雨宮課長に甘えたい  【コンテスト用】
 森さんは佐伯リカコが撮影をしているスタジオに連れて来てくれた。
 ファッション誌のグラビア撮影のようだった。テンポのいい音楽が流れる中、佐伯リカコが次々にポーズをとっていく。

「リカちゃん、いいよ。その表情、ぐっとくるね」
 カメラマンの声に応えるように佐伯リカコが表情を変えていく。

 さすが人気女優。表情が豊かだし、美人だ。スラリとした手足に、小さな顔。くびれたウエストに大きな胸は女性として完璧すぎる。年齢は35歳らしいけど、20代の役だって出来そうな程、若く見える。

 休憩時間になり、リカコさんが控室に引き上げる。森さんに手招きされてその後をついて行った。
 控室のソファに腰を下ろしたリカコさんに森さんが耳打ちする。

 リカコさんが入口の傍に立つ私を見た。

「あなた、私のデビュー作を探しているの?」
「ウエストシネマズの中島と申します。望月先生に頼まれて『フラワームーンの願い』の行方を追っています。ご協力をお願いします」
「つまらない映画よ」
「映画の台本などはございますか? そこからでも情報を追えるのですが」
 台本にはきっとスタッフの名前が書いてある。地道だけど、スタッフに当たればフィルムに辿りつけるかもしれない。

「昔の物は全て処分したの。だから私に聞かれても」
「えっ、デビュー作の台本を捨てたんですか?」
 ありえない。デビュー作の台本は大事にとっておくものだって、私が出会った俳優さんたちはみんな言っていた。
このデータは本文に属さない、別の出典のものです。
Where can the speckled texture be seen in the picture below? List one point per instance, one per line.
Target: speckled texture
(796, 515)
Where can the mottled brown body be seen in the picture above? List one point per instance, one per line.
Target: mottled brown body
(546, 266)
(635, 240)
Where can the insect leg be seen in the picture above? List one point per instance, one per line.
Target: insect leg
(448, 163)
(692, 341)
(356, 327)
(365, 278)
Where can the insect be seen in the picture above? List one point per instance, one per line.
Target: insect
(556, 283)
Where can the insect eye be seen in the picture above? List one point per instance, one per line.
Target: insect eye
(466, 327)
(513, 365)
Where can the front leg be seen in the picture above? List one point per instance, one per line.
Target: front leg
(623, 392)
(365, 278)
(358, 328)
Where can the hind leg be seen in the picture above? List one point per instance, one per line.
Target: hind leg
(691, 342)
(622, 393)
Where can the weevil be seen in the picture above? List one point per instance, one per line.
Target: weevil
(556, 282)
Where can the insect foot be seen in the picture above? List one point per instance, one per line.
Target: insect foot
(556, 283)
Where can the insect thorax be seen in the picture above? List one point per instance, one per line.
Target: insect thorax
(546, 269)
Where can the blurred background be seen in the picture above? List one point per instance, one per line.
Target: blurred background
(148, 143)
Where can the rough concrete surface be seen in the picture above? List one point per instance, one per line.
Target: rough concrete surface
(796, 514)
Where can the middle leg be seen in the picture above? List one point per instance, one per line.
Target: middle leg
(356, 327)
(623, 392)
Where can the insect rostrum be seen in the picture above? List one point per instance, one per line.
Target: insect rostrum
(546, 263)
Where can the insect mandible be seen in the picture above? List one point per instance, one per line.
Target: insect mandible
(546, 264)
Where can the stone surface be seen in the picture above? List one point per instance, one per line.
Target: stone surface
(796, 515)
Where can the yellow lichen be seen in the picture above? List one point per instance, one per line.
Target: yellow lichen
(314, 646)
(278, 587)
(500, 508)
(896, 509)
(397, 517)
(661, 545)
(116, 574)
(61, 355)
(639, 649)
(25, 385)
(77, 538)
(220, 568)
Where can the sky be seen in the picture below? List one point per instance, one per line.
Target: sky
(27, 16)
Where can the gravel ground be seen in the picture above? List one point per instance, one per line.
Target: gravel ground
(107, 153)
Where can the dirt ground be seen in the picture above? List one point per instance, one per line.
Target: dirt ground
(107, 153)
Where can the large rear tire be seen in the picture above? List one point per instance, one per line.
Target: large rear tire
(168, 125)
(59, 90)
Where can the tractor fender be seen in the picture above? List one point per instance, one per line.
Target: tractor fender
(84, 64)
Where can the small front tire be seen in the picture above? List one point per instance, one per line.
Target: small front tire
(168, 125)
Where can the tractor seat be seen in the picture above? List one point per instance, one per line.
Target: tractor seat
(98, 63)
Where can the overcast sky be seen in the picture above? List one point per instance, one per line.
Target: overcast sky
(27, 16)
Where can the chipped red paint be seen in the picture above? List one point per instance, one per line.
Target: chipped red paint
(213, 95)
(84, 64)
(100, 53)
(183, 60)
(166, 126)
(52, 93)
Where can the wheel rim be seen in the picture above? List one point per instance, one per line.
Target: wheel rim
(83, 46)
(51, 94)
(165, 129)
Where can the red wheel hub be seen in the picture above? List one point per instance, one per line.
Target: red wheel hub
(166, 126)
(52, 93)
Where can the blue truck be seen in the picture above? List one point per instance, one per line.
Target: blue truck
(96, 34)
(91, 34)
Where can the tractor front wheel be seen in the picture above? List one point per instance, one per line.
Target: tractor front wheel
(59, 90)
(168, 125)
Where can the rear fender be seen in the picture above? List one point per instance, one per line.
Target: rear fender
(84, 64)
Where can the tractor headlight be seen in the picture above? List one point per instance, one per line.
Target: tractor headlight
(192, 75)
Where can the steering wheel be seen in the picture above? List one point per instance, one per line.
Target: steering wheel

「捨てたわ。いい思い出があまりないのよ。他をあたってちょうだい。私はわからないから」
「何かヒントを頂けないでしょうか。お願い致します」
 必死で頭を下げた。
「しつこいわね」
「お願いします! 離婚している事は決して他言しませんから」
 短いため息をリカコさんがついた。

「ウエストシネマズにいるのなら雨宮拓海って知っている?」
 思いがけない名前に心臓がギュッとなる。

「あなたの探し物の行方は多分、彼が知っているわ。じゃあね」
 リカコさんが控室から出て行った。

 ウエストシネマズの雨宮拓海って、雨宮課長の事だ。